Photo/Illutration Defense Minister Taro Kono leaves the residential complex for Lower House members in Tokyo on June 18. (Kotaro Ebara)

Defense Minister Taro Kono has always been considered a political maverick, but his recent decision concerning national security appeared to catch Prime Minister Shinzo Abe by surprise.

Kono visited Abe at his office on the evening of June 4 to discuss the deployment plans for the land-based Aegis Ashore ballistic missile defense system.

“I don’t want to go ahead with this,” sources quoted Kono as telling Abe.

The prime minister pressed Kono about whether he realized the enormity of what he was suggesting.

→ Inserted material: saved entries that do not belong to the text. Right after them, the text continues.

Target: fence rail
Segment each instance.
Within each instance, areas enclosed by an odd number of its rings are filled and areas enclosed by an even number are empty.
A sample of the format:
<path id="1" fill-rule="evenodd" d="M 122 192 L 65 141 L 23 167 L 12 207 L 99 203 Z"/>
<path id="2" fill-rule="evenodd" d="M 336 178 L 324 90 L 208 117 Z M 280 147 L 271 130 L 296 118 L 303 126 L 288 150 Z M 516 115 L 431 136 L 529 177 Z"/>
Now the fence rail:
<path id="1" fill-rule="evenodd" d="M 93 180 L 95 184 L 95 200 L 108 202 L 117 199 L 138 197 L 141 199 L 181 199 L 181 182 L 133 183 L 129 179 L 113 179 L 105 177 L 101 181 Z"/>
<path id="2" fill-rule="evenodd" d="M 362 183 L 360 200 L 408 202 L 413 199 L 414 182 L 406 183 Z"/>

“You served as foreign minister so you clearly know what the situation is, don’t you?” Abe was quoted as telling Kono.

However, Kono’s decision to halt plans for the missile defense system stood. And now, Japan is preparing for the “enormity” mentioned by Abe.

Japan approved the purchase of two Aegis Ashore systems in December 2017 after repeated ballistic missile launches by North Korea and strong pressure from the U.S. Trump administration to buy more U.S. defense equipment.

The projected total cost for the two sets, maintenance of the equipment for 30 years, and operational training for Self-Defense Force members was set at about 450 billion yen ($4.2 billion).

Japan has already signed a contract with the United States for the initial part of the defense system at a cost of 178.7 billion yen, and 19.6 billion yen has already been paid.

But discussions that started this year between Japanese and U.S. officials led to the revelation that additional costs and time would be needed to ensure that the rocket booster used to send the interceptor missile into space would not fall on residential areas.

In addition to the required tinkering with the computer software, a much bigger issue was the need for revisions of the rocket booster that would take 12 years to complete and cost about 200 billion yen.

Kono, believing that it would be irrational to go ahead with the changes, announced on June 15 that the Aegis Ashore deployment plan would be stopped.

On June 24, the National Security Council approved moving toward ending the deployment plan.

Kono reported on the council’s decision at a June 25 joint meeting of panels within the ruling Liberal Democratic Party that deal with defense and national security issues.

Ending the Aegis Ashore deployment plan will mean breaking the signed contract with the United States, and Japan will likely have to pay a penalty.

Kono only said that discussions would be held with U.S. officials.

Another major issue facing Japan is how to bolster its missile defense without the Aegis Ashore system.

The National Security Council will hold concentrated discussions over the summer about what alternatives are available.

The talks will continue until the end of September when government ministries and agencies are required to present their requests for the fiscal 2021 budget.

The government will then ask a panel of experts to discuss possible revisions to the National Security Strategy, which was first compiled in December 2013 by the Abe Cabinet.

The strategy is expected to be changed by year-end, along with amendments to the National Defense Program Guidelines and the Medium-Term Defense Program, which spells out the defense equipment needed by the SDF.

Kono had lived up to his reputation as a maverick when he called for a thorough review of defense equipment after being named defense minister in September 2019.

But because a large portion of Japanese defense equipment purchases are from the United States, any reduction would likely have ramifications in other bilateral issue areas.

Kono has never shied away from stating his views, even if they went against the general consensus in the LDP.

In the past, he called for moving away from nuclear power even as the LDP remained a strong proponent of such power generation.